凸版印刷とサントリーフーズは共同で、省電力の電子ペーパーサイネージ「まちコミ」を搭載した自動販売機を開発、仙台市の協力のもと市内の仮設住宅7ヵ所で、地域情報インフラとしての可能性を探る実証実験を9月から開始した。
「まちコミ」とは、低消費電力の電子ペーパーを活用した、地域密着型の情報配信サービス。電源を切っても最後に表示した画像を保持でき、災害に伴う停電時でも直前の情報を発信し続けられるので、防災用の表示装置として有望視されている。凸版印刷が08年12月に商用化した。現在は仙台市地下鉄のホームの対向壁に設置した大型電子ペーパーサイネージに、広告とともに地域密着型のニュースや天気予報などの情報を配信している。東日本大震災後は、復興関連支援情報なども発信した。

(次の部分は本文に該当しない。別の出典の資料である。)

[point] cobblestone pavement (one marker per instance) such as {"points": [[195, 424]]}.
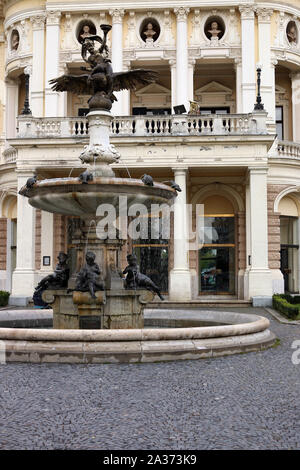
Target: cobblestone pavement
{"points": [[246, 401]]}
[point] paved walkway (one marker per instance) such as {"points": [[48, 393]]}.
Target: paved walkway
{"points": [[247, 401]]}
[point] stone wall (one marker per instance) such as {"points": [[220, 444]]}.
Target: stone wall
{"points": [[3, 224], [274, 227], [59, 235], [38, 229]]}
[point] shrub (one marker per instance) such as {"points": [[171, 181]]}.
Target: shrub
{"points": [[288, 305], [4, 296]]}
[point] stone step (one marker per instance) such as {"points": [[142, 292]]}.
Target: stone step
{"points": [[199, 303]]}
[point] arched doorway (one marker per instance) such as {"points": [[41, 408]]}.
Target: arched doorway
{"points": [[217, 256], [289, 242]]}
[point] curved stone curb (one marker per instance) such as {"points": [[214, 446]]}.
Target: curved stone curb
{"points": [[134, 351], [244, 333], [257, 324], [281, 318]]}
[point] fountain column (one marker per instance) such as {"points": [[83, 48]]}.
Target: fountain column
{"points": [[180, 276], [24, 276], [117, 53]]}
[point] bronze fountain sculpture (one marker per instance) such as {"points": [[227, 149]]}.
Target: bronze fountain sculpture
{"points": [[101, 81], [95, 290]]}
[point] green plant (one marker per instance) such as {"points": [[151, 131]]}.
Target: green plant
{"points": [[288, 305], [4, 296]]}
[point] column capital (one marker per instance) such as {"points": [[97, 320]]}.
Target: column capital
{"points": [[117, 15], [258, 170], [294, 76], [264, 14], [38, 22], [181, 13], [180, 170], [53, 17], [247, 12]]}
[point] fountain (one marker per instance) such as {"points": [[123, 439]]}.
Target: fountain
{"points": [[94, 296], [96, 316]]}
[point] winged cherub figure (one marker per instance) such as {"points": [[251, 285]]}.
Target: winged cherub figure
{"points": [[100, 81]]}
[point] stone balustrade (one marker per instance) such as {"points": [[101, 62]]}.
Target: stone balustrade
{"points": [[288, 149], [147, 126]]}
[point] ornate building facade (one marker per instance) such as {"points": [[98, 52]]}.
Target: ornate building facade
{"points": [[241, 164]]}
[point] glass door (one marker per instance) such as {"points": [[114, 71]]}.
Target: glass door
{"points": [[217, 255]]}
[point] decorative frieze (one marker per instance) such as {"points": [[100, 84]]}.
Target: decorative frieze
{"points": [[117, 15], [247, 12], [264, 15], [38, 22], [53, 17], [181, 13]]}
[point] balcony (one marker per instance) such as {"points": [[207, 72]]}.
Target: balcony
{"points": [[146, 126], [287, 149]]}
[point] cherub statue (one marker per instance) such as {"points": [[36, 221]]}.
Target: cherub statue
{"points": [[57, 280], [214, 30], [292, 33], [89, 278], [149, 32], [15, 40], [135, 279], [100, 81], [85, 33]]}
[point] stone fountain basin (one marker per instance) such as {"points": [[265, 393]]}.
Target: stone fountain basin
{"points": [[239, 333], [68, 196]]}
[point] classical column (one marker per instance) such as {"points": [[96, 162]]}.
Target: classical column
{"points": [[267, 69], [238, 85], [180, 276], [47, 241], [172, 64], [182, 94], [191, 68], [38, 64], [11, 108], [258, 272], [52, 61], [24, 276], [295, 79], [125, 97], [248, 58], [117, 53]]}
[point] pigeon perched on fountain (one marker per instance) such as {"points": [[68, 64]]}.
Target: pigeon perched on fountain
{"points": [[173, 185], [136, 280], [31, 182], [85, 177], [147, 180]]}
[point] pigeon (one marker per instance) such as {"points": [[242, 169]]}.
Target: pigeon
{"points": [[85, 177], [147, 180], [174, 185], [31, 182]]}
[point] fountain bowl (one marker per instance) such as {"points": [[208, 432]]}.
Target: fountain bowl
{"points": [[68, 196]]}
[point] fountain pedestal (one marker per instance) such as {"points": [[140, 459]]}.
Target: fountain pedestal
{"points": [[113, 309]]}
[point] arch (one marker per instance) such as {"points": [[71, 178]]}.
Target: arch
{"points": [[221, 190], [287, 206]]}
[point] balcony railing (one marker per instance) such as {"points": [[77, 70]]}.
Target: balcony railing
{"points": [[146, 126], [288, 149]]}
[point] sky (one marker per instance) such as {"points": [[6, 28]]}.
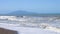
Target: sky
{"points": [[39, 6]]}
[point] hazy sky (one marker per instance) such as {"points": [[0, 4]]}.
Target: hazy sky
{"points": [[40, 6]]}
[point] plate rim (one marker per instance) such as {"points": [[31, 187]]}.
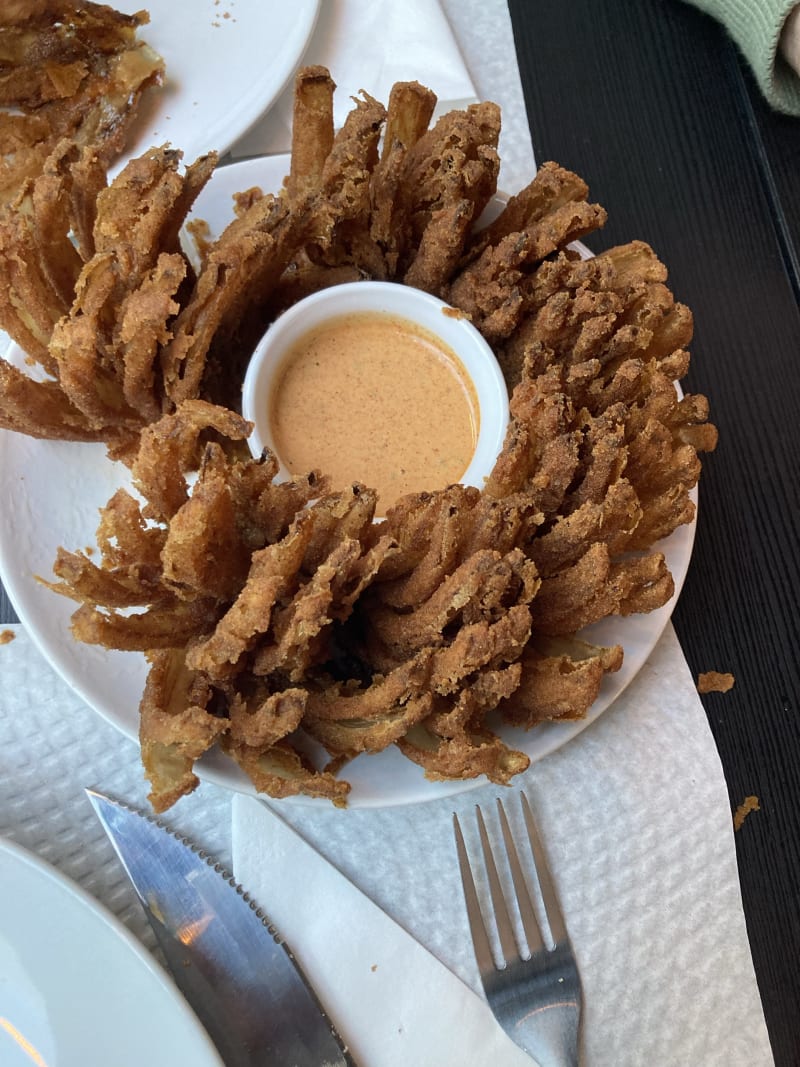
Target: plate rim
{"points": [[221, 770], [105, 920]]}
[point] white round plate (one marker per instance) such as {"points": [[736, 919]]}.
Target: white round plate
{"points": [[76, 987], [53, 491], [227, 61]]}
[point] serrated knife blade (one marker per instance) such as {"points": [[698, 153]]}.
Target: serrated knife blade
{"points": [[226, 958]]}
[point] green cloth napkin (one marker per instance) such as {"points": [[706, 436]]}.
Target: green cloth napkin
{"points": [[755, 26]]}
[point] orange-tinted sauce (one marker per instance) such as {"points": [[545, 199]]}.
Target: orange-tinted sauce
{"points": [[373, 398]]}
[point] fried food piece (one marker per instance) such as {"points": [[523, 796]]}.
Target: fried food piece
{"points": [[281, 617], [68, 70], [560, 680], [282, 771], [312, 130], [175, 728], [713, 681]]}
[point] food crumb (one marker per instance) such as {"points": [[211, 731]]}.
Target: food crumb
{"points": [[748, 805], [713, 681]]}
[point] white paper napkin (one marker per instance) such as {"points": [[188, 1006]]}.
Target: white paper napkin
{"points": [[636, 819], [462, 49], [348, 40], [52, 747]]}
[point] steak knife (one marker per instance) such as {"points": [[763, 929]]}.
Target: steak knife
{"points": [[226, 958]]}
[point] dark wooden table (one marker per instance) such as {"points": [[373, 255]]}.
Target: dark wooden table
{"points": [[651, 102]]}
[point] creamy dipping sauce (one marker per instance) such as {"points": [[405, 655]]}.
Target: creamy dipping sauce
{"points": [[374, 398]]}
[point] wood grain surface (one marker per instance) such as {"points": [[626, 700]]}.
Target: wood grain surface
{"points": [[652, 105]]}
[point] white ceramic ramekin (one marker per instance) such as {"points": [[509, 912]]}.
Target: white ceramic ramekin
{"points": [[402, 301]]}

今回の実証実験では、サントリーフーズの自動販売機に、凸版印刷の「まちコミ」を搭載。仮設住宅でニュースや行政情報など、地域コミュニティに関する情報を配信する。身近にある自動販売機を活用することで、デジタルデバイスなどの有無に関係なく、幅広い世代の地域住民が生活情報に触れられるようにするのが狙い。これにより地域コミュニティの活性化を支援し、また情報インフラとしての効果を検証する。
凸版印刷とサントリーフーズは今後、実証実験をもとに自治体や住宅関連企業向けに「まちコミ」自動販売機の展開を検討していく。